Many of us have been there—quoting our parents, tossing away parenting books, and surrendering to a chaotic household. If you’re parenting a child with behavioral challenges, then you know full well what I mean. It’s a tough gig.
However, it’s possible to find solutions for challenging behavior, and you can start today!
Here are seven sensible ways to vamp up your behavioral management strategy.
1. Claim Your Moment
When your child is misbehaving, it’s only natural to feel frustrated. After all, many parents assign themselves value based on their child’s actions. The problem is that even children with great parents act out. And sometimes, it’s in a big way!
To help you move past frustration, guilt, or embarrassment, try to claim your moment. Mainly this approach is meant to give you space to calm down. If possible, step away from the situation. Gather your bearings so you can respond purposefully instead of reacting unintentionally.
2. Take a Step Back to Observe
It may seem more comfortable to go with the flow and take care of issues as they arise. However, doing your research will pay off. Challenging behavior often comes with warning signs. Many times, though parents get so busy that they miss these.
Take time to observe your child’s tantrum or episode entirely—and then mentally rewind a few hours or even days. Is there a theme? Does something set your child off? Knowing this information will help you to prepare your strategy better.
3. Be Open to Other Options
Notice that the suggestion is to be open to options, not opinions. Plenty of people will probably try to tell you how to “fix” your child’s behavior. While the advice is typically well-intended, it’s genuinely up to you to receive it or not.
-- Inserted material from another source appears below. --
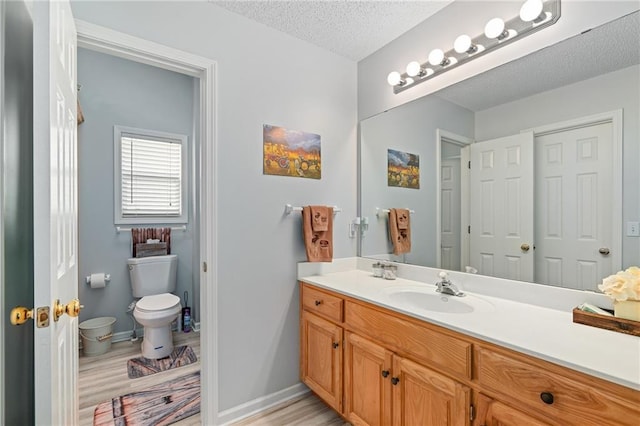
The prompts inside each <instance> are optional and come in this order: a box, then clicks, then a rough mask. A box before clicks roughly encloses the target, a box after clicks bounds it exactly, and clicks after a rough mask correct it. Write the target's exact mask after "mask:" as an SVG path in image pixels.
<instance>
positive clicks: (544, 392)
mask: <svg viewBox="0 0 640 426" xmlns="http://www.w3.org/2000/svg"><path fill="white" fill-rule="evenodd" d="M540 399H541V400H542V402H544V403H545V404H549V405H551V404H553V394H552V393H551V392H542V393H541V394H540Z"/></svg>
Instead, to manage challenging behaviors calls for out-of-the-box thinking. If you feel that what you’re doing now isn’t working, it’s time to brainstorm other options. Who says you can’t write a customized parenting manual, after all?
Read blogs, listen to podcasts, learn about other parents’ struggles. Most importantly, be open to doing things differently. Remember, it’s quite alright if you don’t parent the same way as your sibling or best friend.
4. Cover the Basics
Sometimes, even the best of us miss the forest for the trees. In other words, children tend to act out more when they lack the basics—enough sleep, healthy diet, downtime, etc.
When challenging behavior becomes a significant issue, examine your child’s overall schedule. Look to see if adjustments could help to promote improved behavior.
5. Give Them Purpose
Like adults, children of all ages desire a purpose in life. Whether it’s helping with the groceries, feeding the fish, or sweeping the front porch, give your child a task. Daily responsibilities offer a sense of purpose.
Many times, children act out because they feel scattershot on the inside. When you give them a job, finishing the task gives them a sense of purpose and direction. This feeling can help to improve challenging behavior.
6. Reward and Support
Have you ever found yourself in a rut, continually harping on this behavior or that tone of voice? Some days it might even feel like World War 3 in your own home.
Let’s face it; it’s easy to point out undesirable actions and comments. However, noticing the good stuff requires far more energy, and yet, this may be a key to improving your child’s behavior.
As you observe your child and address their choices, remember to call out positive qualities. Often, an encouraging mix of good and bad facets make up a situation that is spiraling out of control.
Pointing out the good aspects is rewarding to your child. Plus, supporting them this way may prevent the downward spiral.
7. Stay Vigilant
Stay the course! Although parenting isn’t a typical job where you can hand your “boss” a two-week notice or throw in the white towel, some days you probably feel like quitting or giving up.
Take heart in knowing that life changes in a flash. This phase of challenging behavior won’t last forever. Stick with your strategy and stay vigilant.